One need only follow the news media these days to find something to be upset about. Nothing new, that’s always been the case, fear and anger are the gateways to the public’s attention. It worked in the days of Benjamin Franklin and it works in the information age as never before. The problem that often arises is the absence of good news, or worse the transference of bad news into good news. But the intent is to get a click, and that’s all that really matters, right?

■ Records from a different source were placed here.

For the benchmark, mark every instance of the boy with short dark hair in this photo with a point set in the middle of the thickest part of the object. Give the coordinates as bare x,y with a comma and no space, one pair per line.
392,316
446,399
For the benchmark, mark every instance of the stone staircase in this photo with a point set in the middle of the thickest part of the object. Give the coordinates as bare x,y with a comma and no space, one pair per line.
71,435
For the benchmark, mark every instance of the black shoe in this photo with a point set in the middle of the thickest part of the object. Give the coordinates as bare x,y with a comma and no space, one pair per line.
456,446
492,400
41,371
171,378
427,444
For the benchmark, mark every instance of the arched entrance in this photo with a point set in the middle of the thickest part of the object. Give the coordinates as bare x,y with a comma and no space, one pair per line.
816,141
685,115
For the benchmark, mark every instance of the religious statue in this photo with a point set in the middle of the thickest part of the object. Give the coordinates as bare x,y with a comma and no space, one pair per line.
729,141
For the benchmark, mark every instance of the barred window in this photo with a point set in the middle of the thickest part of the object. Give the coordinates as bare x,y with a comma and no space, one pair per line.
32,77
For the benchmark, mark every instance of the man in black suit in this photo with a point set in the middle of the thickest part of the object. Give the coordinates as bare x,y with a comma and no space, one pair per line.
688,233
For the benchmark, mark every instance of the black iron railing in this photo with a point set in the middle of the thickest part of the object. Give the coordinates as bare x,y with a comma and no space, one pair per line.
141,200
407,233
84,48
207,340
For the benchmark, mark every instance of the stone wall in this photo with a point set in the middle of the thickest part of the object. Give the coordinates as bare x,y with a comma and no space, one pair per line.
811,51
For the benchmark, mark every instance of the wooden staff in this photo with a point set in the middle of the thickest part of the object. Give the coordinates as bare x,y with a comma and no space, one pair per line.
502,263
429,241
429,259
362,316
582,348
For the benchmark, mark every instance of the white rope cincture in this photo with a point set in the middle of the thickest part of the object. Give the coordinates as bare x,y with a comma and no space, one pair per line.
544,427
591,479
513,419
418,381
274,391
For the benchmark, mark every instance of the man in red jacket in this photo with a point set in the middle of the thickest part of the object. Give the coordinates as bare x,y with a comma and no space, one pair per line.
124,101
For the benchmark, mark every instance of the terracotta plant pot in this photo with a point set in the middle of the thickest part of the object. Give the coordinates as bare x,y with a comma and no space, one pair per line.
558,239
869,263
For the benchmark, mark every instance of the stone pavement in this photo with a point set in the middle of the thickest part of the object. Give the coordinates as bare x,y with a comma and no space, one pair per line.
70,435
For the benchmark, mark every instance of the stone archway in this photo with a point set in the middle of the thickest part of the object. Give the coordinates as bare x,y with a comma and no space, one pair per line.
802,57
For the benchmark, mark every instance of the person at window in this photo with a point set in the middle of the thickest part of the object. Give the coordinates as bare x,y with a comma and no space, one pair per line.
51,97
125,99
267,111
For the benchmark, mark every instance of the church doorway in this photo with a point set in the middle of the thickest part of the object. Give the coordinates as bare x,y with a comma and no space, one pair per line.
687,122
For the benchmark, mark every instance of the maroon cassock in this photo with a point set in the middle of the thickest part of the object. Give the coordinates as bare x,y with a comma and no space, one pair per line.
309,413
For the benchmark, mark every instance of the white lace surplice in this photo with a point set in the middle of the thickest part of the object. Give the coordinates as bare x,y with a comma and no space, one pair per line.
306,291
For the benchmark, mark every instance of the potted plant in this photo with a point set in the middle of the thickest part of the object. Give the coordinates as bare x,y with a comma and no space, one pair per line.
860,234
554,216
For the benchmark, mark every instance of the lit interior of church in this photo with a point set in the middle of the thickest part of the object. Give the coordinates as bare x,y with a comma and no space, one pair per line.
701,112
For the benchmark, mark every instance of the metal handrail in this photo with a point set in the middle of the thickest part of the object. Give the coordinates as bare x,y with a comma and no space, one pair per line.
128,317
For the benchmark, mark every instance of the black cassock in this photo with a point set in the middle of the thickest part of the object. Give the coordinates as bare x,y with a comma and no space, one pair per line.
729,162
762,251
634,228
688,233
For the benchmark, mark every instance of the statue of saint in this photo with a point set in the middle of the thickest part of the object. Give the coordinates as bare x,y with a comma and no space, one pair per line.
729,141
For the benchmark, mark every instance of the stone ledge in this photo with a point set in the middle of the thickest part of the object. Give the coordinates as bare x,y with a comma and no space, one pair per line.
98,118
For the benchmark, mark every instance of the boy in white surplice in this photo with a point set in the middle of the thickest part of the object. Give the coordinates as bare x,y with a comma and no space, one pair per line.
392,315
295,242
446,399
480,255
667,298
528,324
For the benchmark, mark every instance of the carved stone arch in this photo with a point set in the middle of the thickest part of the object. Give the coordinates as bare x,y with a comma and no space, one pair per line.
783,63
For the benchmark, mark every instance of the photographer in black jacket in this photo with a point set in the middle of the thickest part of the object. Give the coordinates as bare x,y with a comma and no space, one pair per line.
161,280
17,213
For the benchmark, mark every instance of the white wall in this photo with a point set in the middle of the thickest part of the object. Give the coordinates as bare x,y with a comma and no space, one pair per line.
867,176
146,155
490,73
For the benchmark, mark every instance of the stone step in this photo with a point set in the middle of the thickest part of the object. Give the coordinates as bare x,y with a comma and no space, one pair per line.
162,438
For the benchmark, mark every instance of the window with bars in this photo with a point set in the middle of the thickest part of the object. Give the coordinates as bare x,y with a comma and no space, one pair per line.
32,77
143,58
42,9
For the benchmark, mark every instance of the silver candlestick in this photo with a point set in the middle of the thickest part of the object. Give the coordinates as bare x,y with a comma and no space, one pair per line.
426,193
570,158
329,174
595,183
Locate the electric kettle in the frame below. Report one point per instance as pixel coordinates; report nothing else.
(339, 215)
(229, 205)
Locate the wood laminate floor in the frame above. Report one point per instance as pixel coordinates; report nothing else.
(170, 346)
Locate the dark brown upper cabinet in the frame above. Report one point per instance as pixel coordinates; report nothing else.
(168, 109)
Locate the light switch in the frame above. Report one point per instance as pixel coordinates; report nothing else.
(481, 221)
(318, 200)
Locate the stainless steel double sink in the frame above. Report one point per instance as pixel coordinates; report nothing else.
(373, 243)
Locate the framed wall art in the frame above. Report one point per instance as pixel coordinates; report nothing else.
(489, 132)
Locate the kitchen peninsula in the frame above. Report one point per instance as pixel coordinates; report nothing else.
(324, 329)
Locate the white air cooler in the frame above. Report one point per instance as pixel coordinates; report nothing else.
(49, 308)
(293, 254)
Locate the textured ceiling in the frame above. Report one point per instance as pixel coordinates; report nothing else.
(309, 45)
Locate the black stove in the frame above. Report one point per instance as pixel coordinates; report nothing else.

After last weeks favorable earnings outcomes for Nvidia (NVDA) the strong finish into the weekend was met with two options of concern. The first was technical as the various momentum indicators that track the broad indexes began to rise into overbought territory again. The second was the continuing narrative on the coronavirus from how hiding the facts is the norm, to the possibility of a governmental lab as the responsible source. Then, Apple (APPL) pre announced the next quarter to alert that “demand for our products in China has been affected”. Needless to say, coming into this week the stock was down around 2% which seemed a somewhat tepid response. Not surprising that the market seemed to appreciate the heads up since the next day the stock traded up helping the S&P500 reach a new historic high. In a technically overbought environment volatility like this is typical as further implied by many of the biggest moves in the stock market coming from very speculative stocks, usually a sign that investors are running out of ways to take risk, and a good time for the market to pause.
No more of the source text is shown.